Murray Darling deal loosens Barmah Choke’s grip on water flows

Murray Darling deal loosens Barmah Choke grip on water flows

Farm Online News

Privately owned Mulwala Canal to deliver water to downstream irrigators and environmental assets


The deal might sound modest, but the benefits will be big. And the timing couldn’t be better.

NSW and federal governments, along with private irrigation company Murray Irrigation Limited (MIL), have cut a deal to bypass the Barmah Choke in the Murray River by using private infrastructure that bypasses biggest natural pinch point in the system.

That means water released from dams upstream won’t get slowed down, spilled out or evaporated when it hits the Choke, which restricts flow rate down the river.

Under the new arrangements, water released for downstream irrigation and the environment can be sent down the Mulwala canal.
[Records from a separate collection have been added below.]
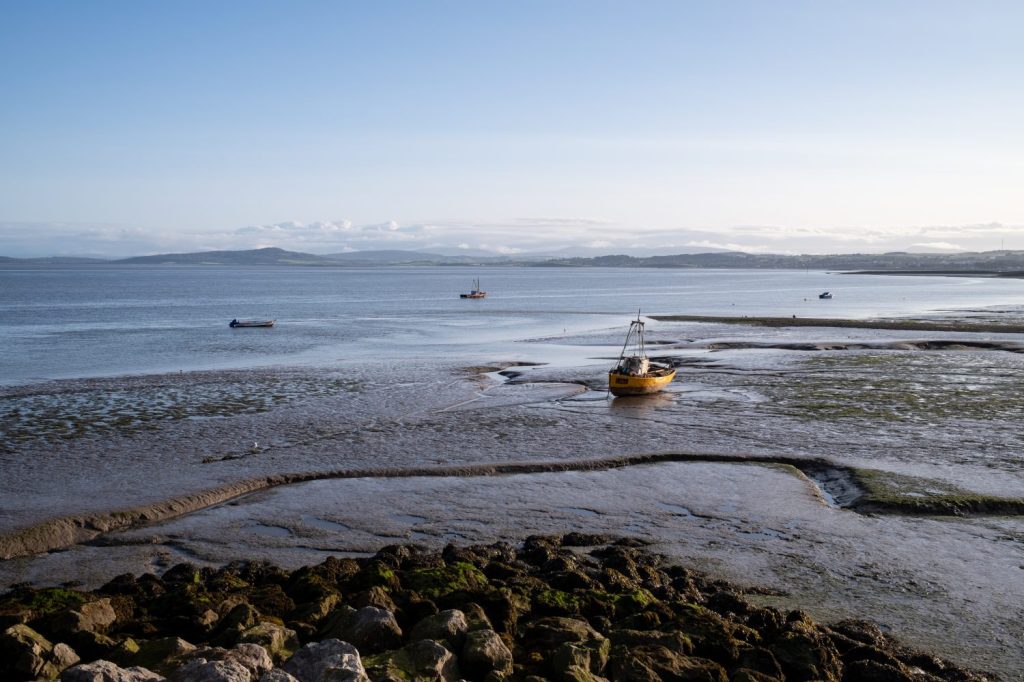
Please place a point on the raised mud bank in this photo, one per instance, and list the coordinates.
(557, 607)
(864, 491)
(903, 325)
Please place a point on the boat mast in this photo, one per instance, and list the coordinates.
(636, 328)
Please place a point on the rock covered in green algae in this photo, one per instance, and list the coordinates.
(553, 608)
(29, 655)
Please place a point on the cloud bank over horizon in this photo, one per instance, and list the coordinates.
(510, 238)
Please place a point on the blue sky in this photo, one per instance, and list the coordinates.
(132, 127)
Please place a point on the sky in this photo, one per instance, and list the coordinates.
(130, 128)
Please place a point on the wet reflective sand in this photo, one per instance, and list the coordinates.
(869, 398)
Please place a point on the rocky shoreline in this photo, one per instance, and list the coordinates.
(566, 607)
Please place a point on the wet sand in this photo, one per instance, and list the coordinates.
(934, 412)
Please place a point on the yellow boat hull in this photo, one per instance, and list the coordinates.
(652, 382)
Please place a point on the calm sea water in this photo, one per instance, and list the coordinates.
(102, 321)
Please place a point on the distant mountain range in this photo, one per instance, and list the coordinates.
(993, 262)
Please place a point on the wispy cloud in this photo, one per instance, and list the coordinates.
(515, 236)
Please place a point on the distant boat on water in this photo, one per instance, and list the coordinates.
(635, 374)
(251, 323)
(476, 293)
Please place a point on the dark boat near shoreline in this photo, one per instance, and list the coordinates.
(251, 323)
(476, 293)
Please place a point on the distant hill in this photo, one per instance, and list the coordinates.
(1000, 263)
(269, 256)
(399, 257)
(988, 262)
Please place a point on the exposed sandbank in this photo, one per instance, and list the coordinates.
(903, 325)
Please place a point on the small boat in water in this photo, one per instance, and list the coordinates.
(635, 374)
(251, 323)
(476, 293)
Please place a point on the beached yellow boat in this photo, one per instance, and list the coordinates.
(635, 374)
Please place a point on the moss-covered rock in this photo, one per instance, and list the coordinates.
(454, 579)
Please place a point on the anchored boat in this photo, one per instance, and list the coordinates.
(250, 323)
(635, 374)
(476, 293)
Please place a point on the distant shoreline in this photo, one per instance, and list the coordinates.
(946, 273)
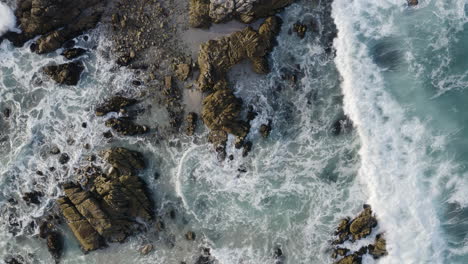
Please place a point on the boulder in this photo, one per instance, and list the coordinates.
(126, 126)
(216, 57)
(204, 12)
(73, 53)
(114, 104)
(68, 73)
(57, 21)
(192, 119)
(221, 112)
(112, 205)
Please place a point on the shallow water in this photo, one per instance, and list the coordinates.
(399, 73)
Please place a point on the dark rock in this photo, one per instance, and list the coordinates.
(190, 236)
(126, 126)
(64, 158)
(54, 150)
(192, 119)
(247, 148)
(7, 112)
(32, 197)
(107, 134)
(300, 29)
(55, 244)
(73, 53)
(265, 129)
(342, 125)
(114, 104)
(68, 73)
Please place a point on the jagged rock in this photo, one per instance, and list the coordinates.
(190, 236)
(362, 225)
(55, 244)
(114, 104)
(265, 130)
(145, 250)
(57, 21)
(64, 158)
(216, 57)
(204, 12)
(183, 71)
(68, 73)
(300, 29)
(378, 249)
(73, 53)
(126, 126)
(221, 112)
(351, 259)
(112, 205)
(192, 119)
(32, 197)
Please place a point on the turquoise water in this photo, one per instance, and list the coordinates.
(399, 73)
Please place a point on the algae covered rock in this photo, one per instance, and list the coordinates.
(221, 111)
(68, 73)
(216, 57)
(204, 12)
(109, 207)
(114, 104)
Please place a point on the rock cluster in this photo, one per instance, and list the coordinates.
(67, 73)
(56, 21)
(204, 12)
(107, 207)
(356, 229)
(216, 57)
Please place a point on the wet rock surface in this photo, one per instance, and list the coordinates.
(57, 21)
(68, 73)
(107, 207)
(205, 12)
(356, 229)
(73, 53)
(216, 57)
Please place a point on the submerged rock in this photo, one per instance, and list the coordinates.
(204, 12)
(68, 73)
(114, 104)
(126, 127)
(192, 119)
(57, 21)
(221, 112)
(112, 206)
(216, 57)
(73, 53)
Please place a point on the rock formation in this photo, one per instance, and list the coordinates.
(107, 207)
(56, 21)
(356, 229)
(68, 73)
(204, 12)
(216, 57)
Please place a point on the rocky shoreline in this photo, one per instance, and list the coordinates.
(106, 206)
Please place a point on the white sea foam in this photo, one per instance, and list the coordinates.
(399, 167)
(7, 19)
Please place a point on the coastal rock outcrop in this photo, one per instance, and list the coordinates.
(67, 73)
(107, 207)
(204, 12)
(355, 229)
(216, 57)
(56, 21)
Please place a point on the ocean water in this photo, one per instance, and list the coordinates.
(398, 72)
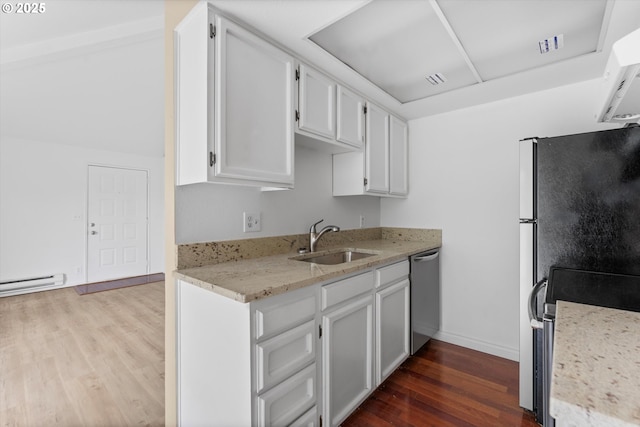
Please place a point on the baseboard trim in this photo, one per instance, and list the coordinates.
(483, 346)
(91, 288)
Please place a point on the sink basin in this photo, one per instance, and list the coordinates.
(338, 257)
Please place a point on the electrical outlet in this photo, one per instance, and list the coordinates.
(251, 221)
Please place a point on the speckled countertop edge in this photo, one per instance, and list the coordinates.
(247, 280)
(596, 366)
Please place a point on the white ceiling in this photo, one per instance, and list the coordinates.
(90, 72)
(481, 27)
(397, 44)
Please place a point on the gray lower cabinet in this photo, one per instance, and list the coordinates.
(308, 357)
(347, 351)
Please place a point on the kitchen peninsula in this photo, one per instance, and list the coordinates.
(265, 338)
(596, 367)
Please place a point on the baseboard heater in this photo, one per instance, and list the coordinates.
(20, 286)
The canal is owned by MIL and has only been used to deliver water to its irrigator customers. 

“This is a bloody good result, and its timely,” said NSW Water Minister Niall Blair.

“The new arrangement doesn’t use any extra water, in fact it’s using less with the MIL’s infrastructure.

The Riverina is in drought and there’s no new supply on offer to irrigators. Crops are dying in the ground and there is desperate need for animal feed.

When water is released from upstream dams, a not insignificant amount will be needed for conveyancing, that is wetting the canal and getting water flowing.

With more water moving more often down the system conveyancing efficiency will improve and water losses will reduce.

Mr Blair said his state’s bulk water agency Water NSW and MIL had struggled to reach agreement.

“But I urged them to stay at table and nut it out. This shows if we focus on the outcome, and can be flexible, we can deliver savings and maintain productivity.

“I commend the MDBA, Water Minister David Littleproud, and Water NSW for getting the deal done,’ he said.

Mr Blair said the Mulwala canal was a significant upgrade to efficient water use.

“Imaging you have a publicly-owned one lane road takes which 40 minutes to get to the destination, going the long way around wasting time and energy,’ he said.

“We’ve cut a deal with a private road operator with a three lane highway, with lots of exits which gets there in half the time.”

Federal Water Minister David Littleproud had Commonwealth oversight of regulations and helped do the deal.

“The deal would unclog the system during times of heavy demand,” he said.

“Now downstream water users will get to them when they need it.”